The online survey of more than 1,000 people found that despite the rise of apartment living, 49% consider a backyard “essential” when buying a home, while a further 42% think it would be “nice to have”.
“It’s interesting to see that people consider having a backyard much more important than living close to work, public transport, parks or schools,” says Westpac NZ Housing Lead, Robert Hill.
“Owning a home with a nice backyard has traditionally been central to the Kiwi dream, and the recent rise in house prices and increase in apartments doesn’t seem to have dented that.”
City dwellers are more prepared to forgo a backyard than those in smaller centres, with 39% of Aucklanders and 43% of Wellingtonians deeming a backyard essential, compared to 64% in the regional South Island and 57% in the regional North Island.
“City dwellers appear more willing to sacrifice a backyard to live in the big smoke and it will be interesting to see if that trend continues as more apartments and townhouses come on to the market.”
However first home buyers are more likely to consider a backyard essential (55%), and place far more importance on this than other features such as a modern kitchen (31%) or bathroom (28%).
“Clearly people looking to get on the property ladder are taking the attitude that you can always improve and expand your home, but you can’t expand your section,” Mr Hill says.
The survey found most Kiwis prioritise safety and security over luxury features when it comes to choosing a home.
An overwhelming 85% say a warm, dry home is essential, while 70% would choose an area with a low crime rate.
Safety from environmental risks (such as poor water quality) is essential for 63% of people, while 61% are wary of buying in areas susceptible to climate change risks (such as coastal erosion and flooding).
“We encourage Kiwis to make prudent choices about where they live, and it seems that message is being heeded.
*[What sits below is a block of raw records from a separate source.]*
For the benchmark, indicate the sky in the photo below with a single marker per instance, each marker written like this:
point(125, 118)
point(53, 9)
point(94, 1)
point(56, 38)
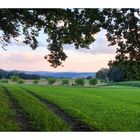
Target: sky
point(21, 57)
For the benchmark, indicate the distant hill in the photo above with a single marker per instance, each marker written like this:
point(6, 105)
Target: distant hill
point(32, 74)
point(62, 74)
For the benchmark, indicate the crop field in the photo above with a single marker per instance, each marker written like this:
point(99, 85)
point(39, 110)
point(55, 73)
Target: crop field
point(56, 108)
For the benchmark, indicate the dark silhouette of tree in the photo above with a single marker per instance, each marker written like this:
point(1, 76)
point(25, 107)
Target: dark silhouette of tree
point(123, 29)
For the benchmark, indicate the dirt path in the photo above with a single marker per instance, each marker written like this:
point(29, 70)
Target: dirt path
point(73, 123)
point(20, 116)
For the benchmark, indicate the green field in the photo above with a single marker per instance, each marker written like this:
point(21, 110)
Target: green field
point(109, 108)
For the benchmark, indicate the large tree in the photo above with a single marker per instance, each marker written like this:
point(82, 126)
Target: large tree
point(123, 30)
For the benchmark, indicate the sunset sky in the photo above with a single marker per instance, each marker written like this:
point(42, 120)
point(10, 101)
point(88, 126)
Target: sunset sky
point(21, 57)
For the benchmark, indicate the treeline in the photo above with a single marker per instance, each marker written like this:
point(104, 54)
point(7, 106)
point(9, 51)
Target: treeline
point(8, 75)
point(122, 71)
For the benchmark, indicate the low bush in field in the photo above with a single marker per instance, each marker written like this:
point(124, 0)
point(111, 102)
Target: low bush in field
point(79, 82)
point(20, 81)
point(51, 81)
point(35, 82)
point(4, 81)
point(65, 82)
point(14, 78)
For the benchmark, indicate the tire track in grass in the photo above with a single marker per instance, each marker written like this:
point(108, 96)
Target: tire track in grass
point(21, 117)
point(73, 123)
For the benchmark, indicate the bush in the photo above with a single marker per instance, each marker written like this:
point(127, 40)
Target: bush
point(80, 82)
point(35, 82)
point(65, 82)
point(14, 78)
point(20, 81)
point(4, 80)
point(93, 82)
point(51, 81)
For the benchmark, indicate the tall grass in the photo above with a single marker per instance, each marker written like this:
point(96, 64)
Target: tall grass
point(41, 118)
point(102, 108)
point(7, 116)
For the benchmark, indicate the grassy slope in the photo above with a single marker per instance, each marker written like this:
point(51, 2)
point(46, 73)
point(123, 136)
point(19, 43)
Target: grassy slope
point(107, 109)
point(42, 118)
point(7, 122)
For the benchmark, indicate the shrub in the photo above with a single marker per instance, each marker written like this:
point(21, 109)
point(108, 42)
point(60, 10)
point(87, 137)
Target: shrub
point(80, 82)
point(4, 80)
point(35, 82)
point(20, 81)
point(14, 78)
point(65, 82)
point(51, 81)
point(93, 82)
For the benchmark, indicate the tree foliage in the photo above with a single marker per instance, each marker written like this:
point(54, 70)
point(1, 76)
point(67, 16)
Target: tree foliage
point(77, 27)
point(102, 74)
point(123, 30)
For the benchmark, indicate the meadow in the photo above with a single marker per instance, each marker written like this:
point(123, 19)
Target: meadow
point(64, 108)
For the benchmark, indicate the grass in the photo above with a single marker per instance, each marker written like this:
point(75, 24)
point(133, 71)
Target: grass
point(41, 118)
point(7, 121)
point(107, 109)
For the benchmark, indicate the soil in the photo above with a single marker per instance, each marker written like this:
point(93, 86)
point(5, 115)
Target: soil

In particular it is interesting to see strong awareness of the risks relating to climate change, such as flooding and seal level rise,” Mr Hill says.
“By prioritising warm, well-built, healthy homes that are immune to future risks, they’re potentially saving themselves a lot of money and worry in the medium-to-long term.”
“At the other end of the scale, nearly three quarters of people aren’t interested in having a swimming pool and only one in ten think it’s essential to live near a social hub.”
New Zealanders remain wedded to their cars, with 65% of people deeming a lock-up garage essential to a property. 56% say privacy from their neighbours is essential, while another 42% say it would be nice to have.
Nexus Planning & Research was commissioned by Westpac NZ to conduct the research. It surveyed 1,008 people aged 18 and over who identified as home owners, property investors, or people planning to buy their first home in the next two years. Research was conducted in March and April 2019 and has a margin of error of +/- 3%.